Healthcare organizations that have implemented policies and procedures to comply with HIPAA should have little difficulty in attesting SOC 2 compliance and passing an SOC 2 audit. The audit report can then be used to demonstrate that the appropriate controls are in place to protect the privacy and security of healthcare data (Type 1) and that they are being used effectively (Type 2).
The SOC 2 process consists of determining what “Trust Services Criteria”, what “Control Components”, and what “Points of Focus” within each Control Component apply to your organization. These can then be compiled into an SOC 2 compliance checklist which can be used to assess “point of time” compliance or “ongoing” compliance with the relevant controls.

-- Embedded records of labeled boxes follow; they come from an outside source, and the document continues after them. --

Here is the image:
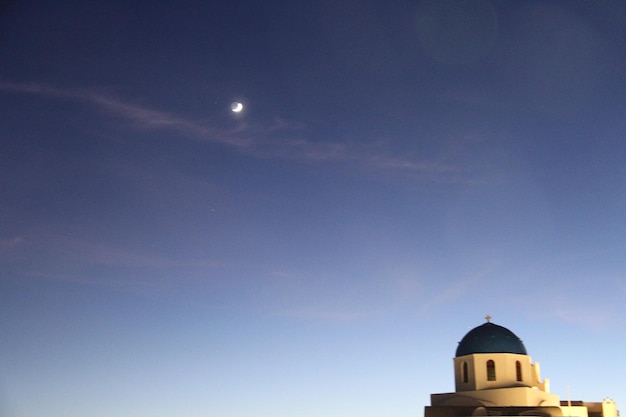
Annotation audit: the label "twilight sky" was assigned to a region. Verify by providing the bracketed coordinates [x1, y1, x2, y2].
[0, 0, 626, 417]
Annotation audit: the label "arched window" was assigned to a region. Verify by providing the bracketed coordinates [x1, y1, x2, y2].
[461, 362, 469, 383]
[487, 359, 496, 381]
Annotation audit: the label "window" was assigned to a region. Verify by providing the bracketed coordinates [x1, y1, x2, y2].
[487, 359, 496, 381]
[461, 362, 469, 383]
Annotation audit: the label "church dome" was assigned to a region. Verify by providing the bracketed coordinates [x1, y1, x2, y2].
[456, 321, 527, 357]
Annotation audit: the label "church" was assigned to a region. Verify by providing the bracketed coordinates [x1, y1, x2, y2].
[424, 316, 619, 417]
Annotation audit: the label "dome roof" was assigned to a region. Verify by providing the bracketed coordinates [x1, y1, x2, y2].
[456, 322, 527, 357]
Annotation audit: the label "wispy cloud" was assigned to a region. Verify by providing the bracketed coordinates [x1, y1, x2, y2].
[0, 81, 462, 179]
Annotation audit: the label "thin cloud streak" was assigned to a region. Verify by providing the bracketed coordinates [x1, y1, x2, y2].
[0, 82, 462, 178]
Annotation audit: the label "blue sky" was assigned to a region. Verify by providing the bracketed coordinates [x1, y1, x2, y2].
[0, 0, 626, 417]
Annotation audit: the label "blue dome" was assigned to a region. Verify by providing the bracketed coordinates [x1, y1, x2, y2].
[456, 322, 527, 357]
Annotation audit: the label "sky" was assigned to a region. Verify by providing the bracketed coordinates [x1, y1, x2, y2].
[0, 0, 626, 417]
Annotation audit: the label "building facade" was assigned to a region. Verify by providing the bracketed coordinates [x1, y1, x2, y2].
[424, 316, 619, 417]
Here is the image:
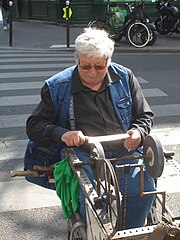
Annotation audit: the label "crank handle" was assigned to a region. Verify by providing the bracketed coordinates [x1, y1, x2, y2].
[86, 133, 130, 143]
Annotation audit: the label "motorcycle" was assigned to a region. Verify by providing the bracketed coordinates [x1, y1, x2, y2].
[155, 0, 180, 35]
[88, 2, 156, 47]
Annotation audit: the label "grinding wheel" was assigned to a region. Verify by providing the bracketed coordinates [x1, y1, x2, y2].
[143, 135, 164, 179]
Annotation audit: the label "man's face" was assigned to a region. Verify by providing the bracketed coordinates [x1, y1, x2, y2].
[78, 54, 108, 88]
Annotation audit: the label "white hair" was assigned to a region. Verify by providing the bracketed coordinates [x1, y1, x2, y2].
[75, 28, 114, 59]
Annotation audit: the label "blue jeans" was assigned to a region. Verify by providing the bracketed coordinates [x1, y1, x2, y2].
[1, 7, 9, 27]
[61, 148, 155, 229]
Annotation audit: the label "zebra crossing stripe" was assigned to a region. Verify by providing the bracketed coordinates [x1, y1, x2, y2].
[0, 178, 61, 212]
[0, 127, 180, 161]
[0, 56, 73, 63]
[0, 61, 73, 70]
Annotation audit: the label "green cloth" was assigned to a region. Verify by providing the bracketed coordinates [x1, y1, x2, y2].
[53, 158, 79, 219]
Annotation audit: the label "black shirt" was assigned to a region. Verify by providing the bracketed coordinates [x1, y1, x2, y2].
[26, 64, 153, 148]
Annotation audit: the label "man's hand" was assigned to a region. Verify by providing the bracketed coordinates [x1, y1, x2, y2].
[61, 131, 86, 147]
[124, 129, 141, 151]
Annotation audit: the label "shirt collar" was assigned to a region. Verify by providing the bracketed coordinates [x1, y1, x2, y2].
[71, 66, 121, 94]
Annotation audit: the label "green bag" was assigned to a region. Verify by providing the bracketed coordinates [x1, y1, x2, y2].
[53, 158, 79, 219]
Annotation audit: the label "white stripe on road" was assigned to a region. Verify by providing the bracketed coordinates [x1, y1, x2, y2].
[0, 92, 174, 107]
[0, 70, 58, 79]
[0, 62, 73, 70]
[0, 81, 45, 91]
[137, 77, 148, 83]
[0, 127, 180, 161]
[0, 95, 40, 107]
[0, 55, 73, 63]
[1, 53, 74, 57]
[0, 178, 61, 212]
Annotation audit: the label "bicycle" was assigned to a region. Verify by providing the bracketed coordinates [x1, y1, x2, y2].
[87, 3, 156, 48]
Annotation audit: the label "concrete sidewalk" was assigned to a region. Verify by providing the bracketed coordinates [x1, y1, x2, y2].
[0, 20, 180, 53]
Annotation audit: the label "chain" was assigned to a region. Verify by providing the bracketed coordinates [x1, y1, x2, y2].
[122, 164, 130, 229]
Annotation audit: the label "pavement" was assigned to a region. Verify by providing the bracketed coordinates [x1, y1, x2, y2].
[0, 18, 180, 53]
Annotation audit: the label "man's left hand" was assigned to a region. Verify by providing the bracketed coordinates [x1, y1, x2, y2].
[124, 129, 141, 152]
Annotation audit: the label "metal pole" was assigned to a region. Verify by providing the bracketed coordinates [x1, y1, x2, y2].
[66, 1, 70, 48]
[9, 1, 13, 47]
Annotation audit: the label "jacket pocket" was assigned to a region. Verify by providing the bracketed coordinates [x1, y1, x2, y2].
[116, 97, 132, 124]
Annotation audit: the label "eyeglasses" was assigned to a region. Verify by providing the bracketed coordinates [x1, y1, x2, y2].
[78, 59, 107, 71]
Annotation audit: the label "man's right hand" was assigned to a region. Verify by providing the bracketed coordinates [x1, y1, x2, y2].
[61, 131, 86, 147]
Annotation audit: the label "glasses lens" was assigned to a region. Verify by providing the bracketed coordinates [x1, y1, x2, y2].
[79, 65, 106, 70]
[78, 59, 107, 71]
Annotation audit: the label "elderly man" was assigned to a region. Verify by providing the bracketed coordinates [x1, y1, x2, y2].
[27, 28, 154, 229]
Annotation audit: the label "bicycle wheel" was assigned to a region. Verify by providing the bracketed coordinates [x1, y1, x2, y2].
[155, 13, 173, 35]
[147, 29, 157, 46]
[87, 19, 110, 33]
[96, 158, 122, 231]
[127, 22, 150, 48]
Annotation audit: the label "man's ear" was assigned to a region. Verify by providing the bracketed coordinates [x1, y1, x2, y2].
[74, 53, 79, 65]
[107, 58, 111, 67]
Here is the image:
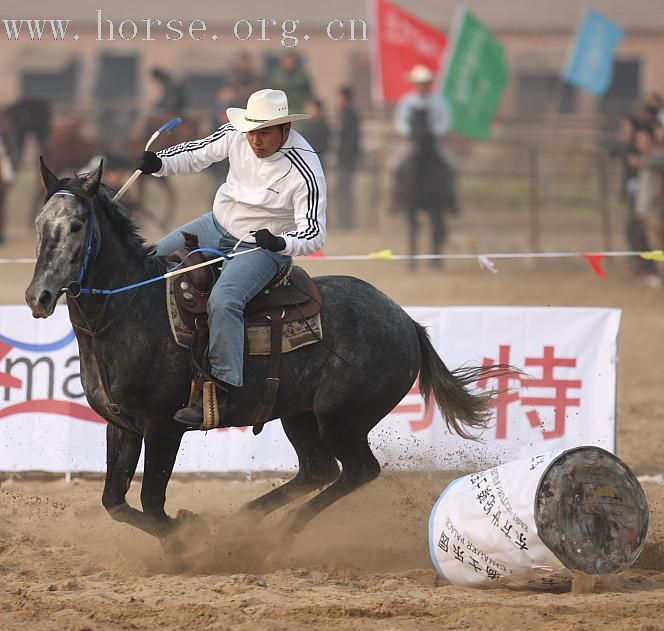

Once the assessment is complete, you attest that the organization is SOC 2 compliant. To verify the attestation via an audit report, you arrange for an SOC 2 audit conducted by a firm commissioned or certified by the American Institute of Certified Public Accountants (AICPA). Depending on the “Type” of attestation being certified, the audit can take one day (Type 1) or several months (Type 2).
The SOC 2 controls consist of five Trust Services Criteria, within which there can be multiple Control Components and Points of Focus that can be relevant to an organization’s operations. Because different organizations assess themselves on different Criteria, Components, and Points of Focus, there is considerable overlapping of Points of Focus between the five Trust Services Criteria.
Of the five Trust Services Criteria, this is the only one required in an SOC 2 assessment. Its objective is to demonstrate that an organization’s systems and the data stored on them are protected against physical damage, unauthorized access, and unauthorized disclosure. Within the Security Trust Services Criteria there are nine Control Components, each with multiple Points of Focus.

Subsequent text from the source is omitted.